Prose est en effet le titre des deux nouveaux volumes de Mme Tastu. N’auront-ils pas été produits un peu au hasard, sans suite, sans but, sans prétention, en des heures de découragement poétique ? Nous le supposerions volontiers d’après leur contenu. Ils se composent d’histoires détachées, tantôt originales, tantôt traduites ou imitées de l’anglais. Ces divers morceaux sont écrits sagement et d’un style correct. C’est leur qualité principale. Il s’en faut que ceux dont l’auteur avoue l’origine britannique, soient les plus attachans et les meilleurs. Quel mérite particulier leur a pu valoir d’être importés chez nous par Mme Tastu ? Nous concevons qu’un écrivain résiste difficilement à la tentation d’enrichir sa propre langue d’une œuvre étrangère dont la lecture l’a frappé vivement. Ainsi Mme Tastu était-elle applaudie de tous quand elle traduisait en beaux vers, des fragmens choisis de Shakspeare, de Moore et de Byron ? Mais qu’elle puise maintenant pour sa prose, dans la prose de miss Landon ou d’autres médiocrités anglaises du même rang, voilà ce que nous sommes tentés de ne lui pas pardonner.

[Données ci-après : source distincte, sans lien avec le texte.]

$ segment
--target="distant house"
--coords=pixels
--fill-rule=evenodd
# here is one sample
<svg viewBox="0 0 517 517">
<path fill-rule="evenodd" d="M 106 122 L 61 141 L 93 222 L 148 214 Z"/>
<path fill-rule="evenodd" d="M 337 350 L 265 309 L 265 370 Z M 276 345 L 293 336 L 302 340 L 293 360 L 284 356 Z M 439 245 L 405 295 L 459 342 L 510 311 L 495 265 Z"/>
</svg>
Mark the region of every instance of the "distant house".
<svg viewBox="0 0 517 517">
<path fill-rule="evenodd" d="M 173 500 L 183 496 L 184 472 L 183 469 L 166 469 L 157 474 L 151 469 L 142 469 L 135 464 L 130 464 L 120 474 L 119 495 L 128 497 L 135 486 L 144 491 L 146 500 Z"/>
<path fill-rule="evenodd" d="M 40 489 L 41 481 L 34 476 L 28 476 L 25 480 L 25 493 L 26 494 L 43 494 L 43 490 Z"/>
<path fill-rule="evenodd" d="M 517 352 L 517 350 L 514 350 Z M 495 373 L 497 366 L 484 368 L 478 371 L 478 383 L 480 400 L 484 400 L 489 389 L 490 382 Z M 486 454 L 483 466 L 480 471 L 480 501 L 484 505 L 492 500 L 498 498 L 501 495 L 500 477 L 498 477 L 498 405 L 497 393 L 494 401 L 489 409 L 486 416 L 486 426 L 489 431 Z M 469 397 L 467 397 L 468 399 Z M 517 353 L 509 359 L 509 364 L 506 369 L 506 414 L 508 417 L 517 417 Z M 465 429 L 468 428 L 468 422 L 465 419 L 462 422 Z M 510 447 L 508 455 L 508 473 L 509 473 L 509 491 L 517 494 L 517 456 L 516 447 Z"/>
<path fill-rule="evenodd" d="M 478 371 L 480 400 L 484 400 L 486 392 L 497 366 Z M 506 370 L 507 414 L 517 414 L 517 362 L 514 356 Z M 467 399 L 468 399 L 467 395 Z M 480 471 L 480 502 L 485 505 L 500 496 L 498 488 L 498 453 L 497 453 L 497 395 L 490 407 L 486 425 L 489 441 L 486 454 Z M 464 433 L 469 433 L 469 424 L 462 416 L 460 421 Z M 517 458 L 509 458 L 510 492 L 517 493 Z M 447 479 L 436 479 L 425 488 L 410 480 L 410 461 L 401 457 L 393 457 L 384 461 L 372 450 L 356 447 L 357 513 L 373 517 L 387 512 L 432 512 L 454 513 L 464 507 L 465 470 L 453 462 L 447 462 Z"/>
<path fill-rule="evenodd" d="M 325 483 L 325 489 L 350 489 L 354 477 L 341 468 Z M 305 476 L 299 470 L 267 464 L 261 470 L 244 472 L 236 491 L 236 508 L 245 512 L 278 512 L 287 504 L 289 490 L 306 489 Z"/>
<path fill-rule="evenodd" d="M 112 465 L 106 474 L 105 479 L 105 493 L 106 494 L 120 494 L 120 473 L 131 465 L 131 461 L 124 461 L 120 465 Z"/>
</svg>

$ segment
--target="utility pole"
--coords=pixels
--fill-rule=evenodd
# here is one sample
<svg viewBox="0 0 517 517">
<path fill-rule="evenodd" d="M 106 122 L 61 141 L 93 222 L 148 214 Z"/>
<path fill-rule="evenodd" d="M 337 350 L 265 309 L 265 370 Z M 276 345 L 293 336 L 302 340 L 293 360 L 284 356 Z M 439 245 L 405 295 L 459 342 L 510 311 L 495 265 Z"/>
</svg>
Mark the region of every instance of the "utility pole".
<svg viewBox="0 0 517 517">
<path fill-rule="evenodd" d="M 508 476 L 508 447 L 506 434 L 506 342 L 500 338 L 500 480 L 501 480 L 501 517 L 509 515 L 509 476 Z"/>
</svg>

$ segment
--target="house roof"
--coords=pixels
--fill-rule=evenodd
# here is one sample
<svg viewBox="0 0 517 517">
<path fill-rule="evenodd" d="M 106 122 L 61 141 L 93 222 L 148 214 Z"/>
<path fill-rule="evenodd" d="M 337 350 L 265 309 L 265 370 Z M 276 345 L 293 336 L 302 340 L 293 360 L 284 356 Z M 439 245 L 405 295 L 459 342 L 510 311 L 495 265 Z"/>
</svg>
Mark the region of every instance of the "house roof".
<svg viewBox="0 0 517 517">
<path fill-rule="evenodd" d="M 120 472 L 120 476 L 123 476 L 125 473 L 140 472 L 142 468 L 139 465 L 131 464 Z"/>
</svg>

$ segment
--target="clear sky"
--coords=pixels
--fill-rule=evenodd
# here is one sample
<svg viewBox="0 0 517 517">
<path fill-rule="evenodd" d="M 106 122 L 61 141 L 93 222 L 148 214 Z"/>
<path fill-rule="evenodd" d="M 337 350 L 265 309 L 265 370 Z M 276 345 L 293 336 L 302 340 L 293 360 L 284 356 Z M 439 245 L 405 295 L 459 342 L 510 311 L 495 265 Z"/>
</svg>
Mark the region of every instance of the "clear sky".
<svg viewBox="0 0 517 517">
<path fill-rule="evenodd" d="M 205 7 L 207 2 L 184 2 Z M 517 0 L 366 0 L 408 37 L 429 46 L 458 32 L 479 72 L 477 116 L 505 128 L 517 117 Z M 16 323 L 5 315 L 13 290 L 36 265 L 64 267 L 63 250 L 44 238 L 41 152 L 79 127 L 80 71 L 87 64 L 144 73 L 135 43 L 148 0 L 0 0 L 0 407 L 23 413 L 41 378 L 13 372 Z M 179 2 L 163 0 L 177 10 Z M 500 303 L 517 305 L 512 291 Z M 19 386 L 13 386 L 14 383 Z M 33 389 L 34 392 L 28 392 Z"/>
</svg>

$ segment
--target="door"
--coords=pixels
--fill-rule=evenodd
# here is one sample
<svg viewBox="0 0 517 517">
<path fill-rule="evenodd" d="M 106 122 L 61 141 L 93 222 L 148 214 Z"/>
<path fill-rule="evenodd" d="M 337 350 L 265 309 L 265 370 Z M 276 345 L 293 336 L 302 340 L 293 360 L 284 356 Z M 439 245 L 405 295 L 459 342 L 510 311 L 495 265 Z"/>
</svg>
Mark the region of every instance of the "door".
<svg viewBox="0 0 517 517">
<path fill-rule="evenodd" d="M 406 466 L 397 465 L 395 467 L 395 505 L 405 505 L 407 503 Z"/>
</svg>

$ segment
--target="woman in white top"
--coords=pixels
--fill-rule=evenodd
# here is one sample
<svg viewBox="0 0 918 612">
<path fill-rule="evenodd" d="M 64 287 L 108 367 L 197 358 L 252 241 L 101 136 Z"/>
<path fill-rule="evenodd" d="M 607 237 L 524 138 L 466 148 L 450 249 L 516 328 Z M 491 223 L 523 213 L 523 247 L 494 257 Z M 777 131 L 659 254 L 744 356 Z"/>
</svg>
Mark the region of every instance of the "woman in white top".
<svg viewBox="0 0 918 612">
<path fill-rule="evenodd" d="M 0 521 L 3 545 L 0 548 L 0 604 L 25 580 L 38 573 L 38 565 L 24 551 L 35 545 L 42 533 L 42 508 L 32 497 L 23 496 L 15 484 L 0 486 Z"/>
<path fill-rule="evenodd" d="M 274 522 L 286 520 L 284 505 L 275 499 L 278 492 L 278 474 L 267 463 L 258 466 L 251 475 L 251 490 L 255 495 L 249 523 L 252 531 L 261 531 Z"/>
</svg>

On dirait, en vérité, qu’un commerce fréquent avec cette littérature anglaise contemporaine, si impuissante et décolorée, a communiqué à Mme Tastu elle-même l’insignifiance et la pâleur. Plusieurs des compositions soi-disant originales de son recueil portent une sorte de cachet anglais. Ce sont de longs récits inanimés, invraisemblables, du goût de ceux qui encombrent mensuellement les illisibles magazines de Londres. L’auteur aurait-il oublié d’en indiquer la source étrangère ? Nous le voulons croire, afin de n’en point faire peser sur lui la responsabilité. Au nombre de ces morceaux tout-à-fait indignes de Mme Tastu, nous placerons le Bracelet maure, une manière d’histoire fantastique parfaitement inintelligible.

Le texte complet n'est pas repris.